Analyse des dynamiques de création des communes nouvelles

Interview de Catherine Donou, chargée de mission au sein de Territoires Conseils – Banque des territoires


Interview de Catherine Donou

Quel bilan tirez-vous de la dynamique de création des communes nouvelles relancées par la loi du 16 mars 2015 ?
Le bilan est positif. Si le mouvement de création des communes nouvelles a commencé timidement entre 2010 et 2015, il a connu un essor très important ces dernières années du fait des améliorations apportées au texte initial par cette loi relative à l'amélioration du régime de la commune nouvelle. Au 1er janvier 2018, on dénombre près de 560 communes nouvelles qui regroupent près de 1 900 communes et 1,9 million d'habitants. Cette dynamique qualifiée de « révolution silencieuse », initiée par les élus locaux et reposant sur la libre volonté des maires et de leurs équipes, témoigne de leur souhait de projeter leurs communes dans l'avenir dans un contexte de contraintes budgétaires et d'agrandissement des périmètres intercommunaux et régionaux notamment. Elle concerne majoritairement des communes rurales mais elle touche également des EPCI dans leur ensemble (30 communautés de communes se sont transformées en commune nouvelles) et des communes plus urbaines dont l'objectif est de renforcer leur position vis-à-vis des autres collectivités.

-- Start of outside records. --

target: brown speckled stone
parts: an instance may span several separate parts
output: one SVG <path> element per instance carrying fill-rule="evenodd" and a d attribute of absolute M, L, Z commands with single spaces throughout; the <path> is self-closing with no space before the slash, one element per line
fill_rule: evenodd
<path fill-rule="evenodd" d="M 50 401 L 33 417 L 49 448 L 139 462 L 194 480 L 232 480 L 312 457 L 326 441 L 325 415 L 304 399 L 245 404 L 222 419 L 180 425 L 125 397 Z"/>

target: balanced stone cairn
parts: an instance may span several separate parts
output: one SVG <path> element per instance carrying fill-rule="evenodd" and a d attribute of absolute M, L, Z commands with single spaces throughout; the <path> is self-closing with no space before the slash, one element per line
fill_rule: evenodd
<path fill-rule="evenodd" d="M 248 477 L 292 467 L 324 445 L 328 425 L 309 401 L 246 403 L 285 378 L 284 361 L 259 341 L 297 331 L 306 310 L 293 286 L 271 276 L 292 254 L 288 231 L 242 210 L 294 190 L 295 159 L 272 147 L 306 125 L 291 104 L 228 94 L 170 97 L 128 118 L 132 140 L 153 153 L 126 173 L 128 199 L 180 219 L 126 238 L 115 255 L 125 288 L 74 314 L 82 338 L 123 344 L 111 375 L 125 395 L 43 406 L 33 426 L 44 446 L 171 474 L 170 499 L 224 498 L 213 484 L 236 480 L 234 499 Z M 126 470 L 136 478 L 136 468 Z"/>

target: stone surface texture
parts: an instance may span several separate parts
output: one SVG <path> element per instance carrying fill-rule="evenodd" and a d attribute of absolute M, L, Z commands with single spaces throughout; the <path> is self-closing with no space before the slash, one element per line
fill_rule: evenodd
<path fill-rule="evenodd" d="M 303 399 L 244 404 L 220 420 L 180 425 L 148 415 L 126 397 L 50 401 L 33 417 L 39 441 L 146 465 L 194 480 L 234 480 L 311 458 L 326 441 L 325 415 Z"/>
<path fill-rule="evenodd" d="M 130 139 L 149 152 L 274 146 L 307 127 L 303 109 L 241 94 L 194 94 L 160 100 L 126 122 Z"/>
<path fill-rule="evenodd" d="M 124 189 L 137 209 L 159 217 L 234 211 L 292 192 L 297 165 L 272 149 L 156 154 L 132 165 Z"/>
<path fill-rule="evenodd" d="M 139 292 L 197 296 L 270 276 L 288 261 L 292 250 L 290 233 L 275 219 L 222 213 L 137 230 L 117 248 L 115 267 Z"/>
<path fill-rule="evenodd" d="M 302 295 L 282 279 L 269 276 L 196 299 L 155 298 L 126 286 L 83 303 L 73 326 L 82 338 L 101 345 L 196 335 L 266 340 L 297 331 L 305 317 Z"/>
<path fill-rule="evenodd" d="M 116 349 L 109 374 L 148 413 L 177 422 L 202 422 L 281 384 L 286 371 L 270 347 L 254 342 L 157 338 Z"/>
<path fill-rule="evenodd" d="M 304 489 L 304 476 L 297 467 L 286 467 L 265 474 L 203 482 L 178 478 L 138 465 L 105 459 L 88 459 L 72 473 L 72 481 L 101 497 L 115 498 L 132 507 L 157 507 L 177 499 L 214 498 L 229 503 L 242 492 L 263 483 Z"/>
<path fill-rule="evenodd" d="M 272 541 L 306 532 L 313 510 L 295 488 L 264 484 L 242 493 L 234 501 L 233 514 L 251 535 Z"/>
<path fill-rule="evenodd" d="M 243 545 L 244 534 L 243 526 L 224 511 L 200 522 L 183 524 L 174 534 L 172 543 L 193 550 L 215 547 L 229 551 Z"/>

Quelles sont les motivations et les stratégies des élus locaux qui s'engagent dans cette démarche ?
La motivation première est de repenser et de renforcer l'échelon communal en menant de nouveaux projets à l'échelle de la commune nouvelle, souvent cimentés par un passé commun et des habitudes de travail déjà éprouvées (secrétaires de mairie ou agents techniques partagés, regroupement scolaire, équipements sportifs, habitants qui se retrouvent au sein des mêmes associations, des mêmes commerces…).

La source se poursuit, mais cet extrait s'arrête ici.